= Dodona (Thessaly) =

City of Perrhaebia in ancient Thessaly

Dodona (Δωδώνη) was a city of Perrhaebia in ancient Thessaly, situated near Scotussa. There is a more famous Dodona in Epirus, the site of a famous oracle of Zeus. The ancients wrote that there were two places of the name of Dodona, one in Thessaly, in the district of Perrhaebia near Mount Olympus, and the other (the Thesprotian Dodona) in Epirus in the district of Thesprotia.

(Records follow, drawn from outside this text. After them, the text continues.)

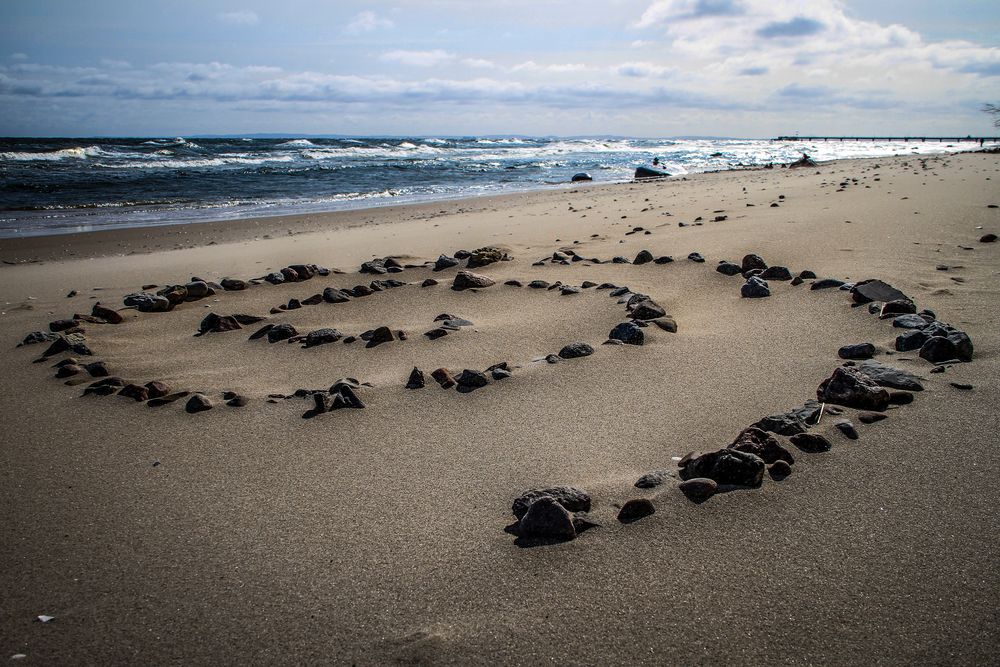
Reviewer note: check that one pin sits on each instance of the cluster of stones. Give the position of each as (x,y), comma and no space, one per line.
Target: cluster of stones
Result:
(464,382)
(859,384)
(756,273)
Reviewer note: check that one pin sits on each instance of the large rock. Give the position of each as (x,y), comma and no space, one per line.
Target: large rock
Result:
(572,498)
(757,441)
(726,466)
(854,389)
(280,332)
(469,280)
(576,350)
(547,519)
(627,332)
(755,288)
(647,309)
(322,337)
(887,376)
(145,302)
(484,256)
(876,290)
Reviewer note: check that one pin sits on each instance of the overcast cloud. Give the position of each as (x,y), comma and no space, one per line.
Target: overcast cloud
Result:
(721,67)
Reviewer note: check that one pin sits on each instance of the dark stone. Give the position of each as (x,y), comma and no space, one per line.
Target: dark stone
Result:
(654,478)
(893,378)
(852,388)
(871,417)
(198,290)
(726,466)
(444,378)
(754,288)
(157,389)
(627,332)
(416,379)
(754,440)
(826,283)
(68,370)
(213,323)
(876,290)
(484,256)
(647,309)
(751,262)
(374,267)
(913,339)
(576,350)
(780,273)
(198,403)
(699,489)
(470,380)
(780,470)
(635,509)
(145,302)
(898,307)
(909,322)
(467,280)
(109,315)
(644,257)
(63,325)
(445,262)
(98,369)
(857,351)
(280,332)
(938,349)
(847,428)
(547,519)
(571,498)
(135,392)
(811,442)
(728,269)
(379,336)
(332,295)
(900,398)
(167,399)
(36,337)
(322,337)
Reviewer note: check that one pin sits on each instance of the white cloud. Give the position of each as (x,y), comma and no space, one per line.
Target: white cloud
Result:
(417,58)
(244,17)
(367,22)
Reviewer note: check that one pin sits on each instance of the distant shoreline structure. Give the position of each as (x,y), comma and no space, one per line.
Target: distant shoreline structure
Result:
(980,140)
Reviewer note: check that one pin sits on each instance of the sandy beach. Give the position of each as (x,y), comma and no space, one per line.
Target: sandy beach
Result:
(250,535)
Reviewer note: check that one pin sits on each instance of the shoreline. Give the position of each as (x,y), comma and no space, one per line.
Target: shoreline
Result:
(250,534)
(157,238)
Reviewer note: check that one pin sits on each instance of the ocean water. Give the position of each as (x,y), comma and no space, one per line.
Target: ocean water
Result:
(51,186)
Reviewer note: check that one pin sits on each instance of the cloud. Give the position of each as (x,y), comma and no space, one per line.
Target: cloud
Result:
(799,26)
(417,58)
(367,22)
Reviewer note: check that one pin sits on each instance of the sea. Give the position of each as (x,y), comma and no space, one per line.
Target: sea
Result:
(54,186)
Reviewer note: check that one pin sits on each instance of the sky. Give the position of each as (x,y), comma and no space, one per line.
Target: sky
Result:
(651,68)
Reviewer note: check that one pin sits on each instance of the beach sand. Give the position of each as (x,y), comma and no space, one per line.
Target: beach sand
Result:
(253,536)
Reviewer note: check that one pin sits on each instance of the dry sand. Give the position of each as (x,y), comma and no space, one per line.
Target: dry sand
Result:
(377,535)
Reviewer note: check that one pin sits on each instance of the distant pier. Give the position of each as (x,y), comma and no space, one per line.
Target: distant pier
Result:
(979,140)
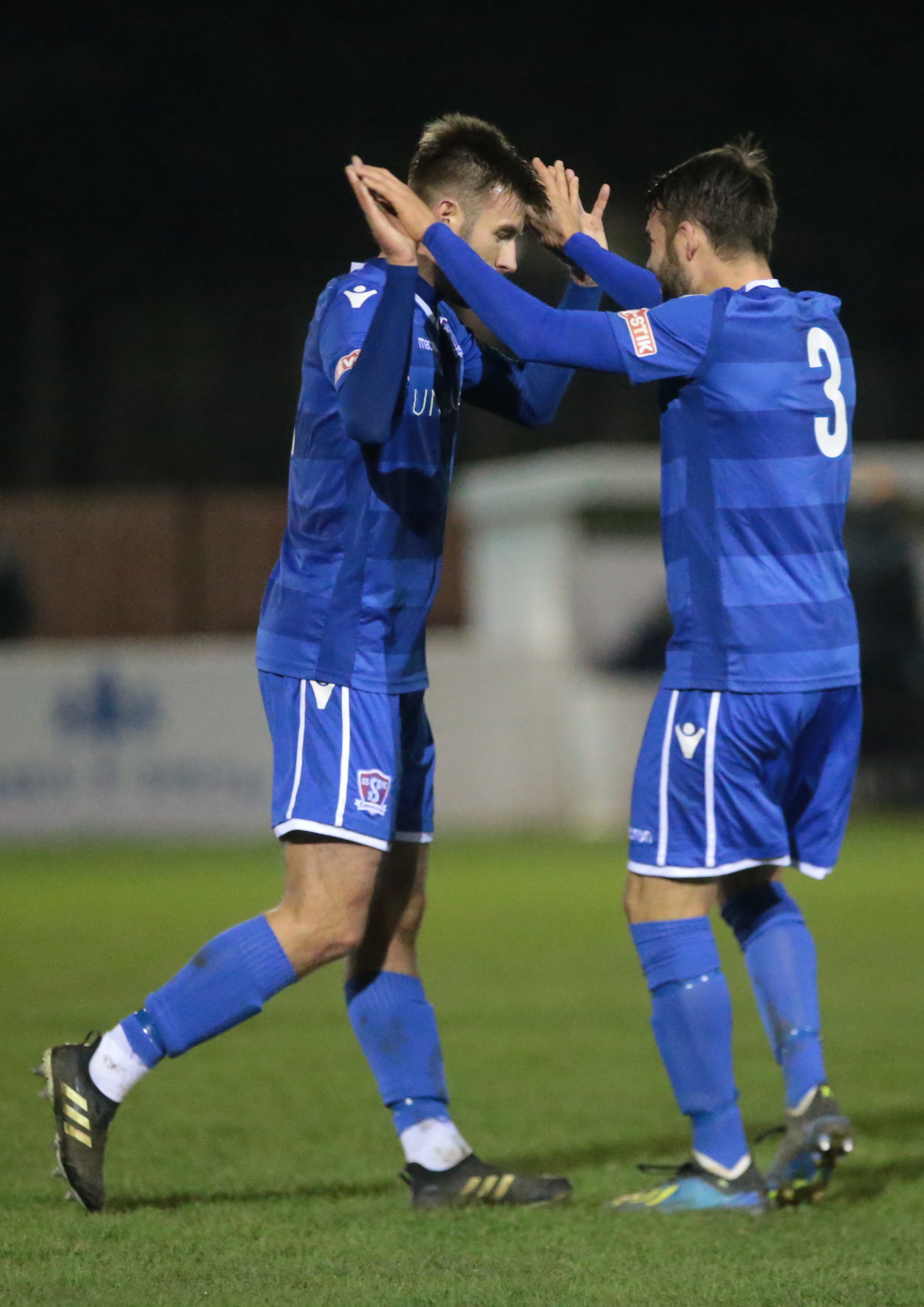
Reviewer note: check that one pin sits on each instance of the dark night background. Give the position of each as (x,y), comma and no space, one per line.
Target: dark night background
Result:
(173,196)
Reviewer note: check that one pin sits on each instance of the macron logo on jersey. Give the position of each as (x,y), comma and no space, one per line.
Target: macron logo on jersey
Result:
(641,332)
(344,365)
(359,296)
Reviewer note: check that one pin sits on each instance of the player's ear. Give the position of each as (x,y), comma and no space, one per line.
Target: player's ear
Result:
(688,238)
(447,211)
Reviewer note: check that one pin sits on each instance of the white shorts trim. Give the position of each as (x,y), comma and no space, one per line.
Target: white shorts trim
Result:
(300,748)
(339,832)
(346,760)
(680,873)
(663,784)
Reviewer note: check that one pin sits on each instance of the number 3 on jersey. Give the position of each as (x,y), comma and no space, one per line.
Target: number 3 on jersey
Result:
(830,442)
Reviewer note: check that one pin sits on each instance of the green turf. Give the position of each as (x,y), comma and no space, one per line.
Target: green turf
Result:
(261,1169)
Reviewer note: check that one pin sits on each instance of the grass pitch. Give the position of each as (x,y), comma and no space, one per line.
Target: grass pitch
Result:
(261,1169)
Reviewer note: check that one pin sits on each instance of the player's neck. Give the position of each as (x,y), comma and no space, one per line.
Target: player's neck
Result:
(426,267)
(717,274)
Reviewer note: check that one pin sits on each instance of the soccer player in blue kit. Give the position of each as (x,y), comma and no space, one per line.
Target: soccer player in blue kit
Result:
(343,672)
(750,749)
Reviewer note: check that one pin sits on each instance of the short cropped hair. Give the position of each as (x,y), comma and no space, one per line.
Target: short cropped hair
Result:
(728,191)
(469,157)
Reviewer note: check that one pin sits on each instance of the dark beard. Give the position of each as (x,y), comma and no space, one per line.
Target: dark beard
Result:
(672,276)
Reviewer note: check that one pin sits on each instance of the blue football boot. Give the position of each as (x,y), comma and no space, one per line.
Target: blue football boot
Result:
(814,1141)
(693,1188)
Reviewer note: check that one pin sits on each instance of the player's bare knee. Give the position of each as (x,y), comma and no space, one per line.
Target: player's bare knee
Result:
(412,919)
(740,883)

The Thessalian Dodona is mentioned in the Catalogue of Ships in the Homer's Iliad along with Cyphus, Gonnos, and the "banks of the Titarisios", all ruled by Guneus, and belonging to the Enienes and Peraebi. These places and ethnic groups are all located in ancient Thessaly, not Epirus; and thus, there can be no doubt, that this passage in Homer refers to the Dodona in Thessaly. However, the other Dodona, and its oracle which Odysseus consulted, is mentioned by Homer in the Odyssey.

There is another mention by Homer in the Iliad of Dodona, with a difference of opinion concerning which Dodona is meant; some supposing that Achilles prayed to Zeus in the Thessalian Dodona as the patron god of his native country; but others maintaining that the mention of Selli, whose name elsewhere occurs in connection with the Thesprotian Dodona, points to the place in Epirus. As there is no evidence of the existence of an oracle at the Thessalian Dodona, it is probable that the prayer of Achilles was directed to the god in Epirus, whose oracle had already acquired great celebrity, as we see from the passage in the Odyssey. The Thessalian Dodona is said to have been also called Bodona (Βωδώνη); and from this place the Thesprotian Dodona is said to have received a colony and its name.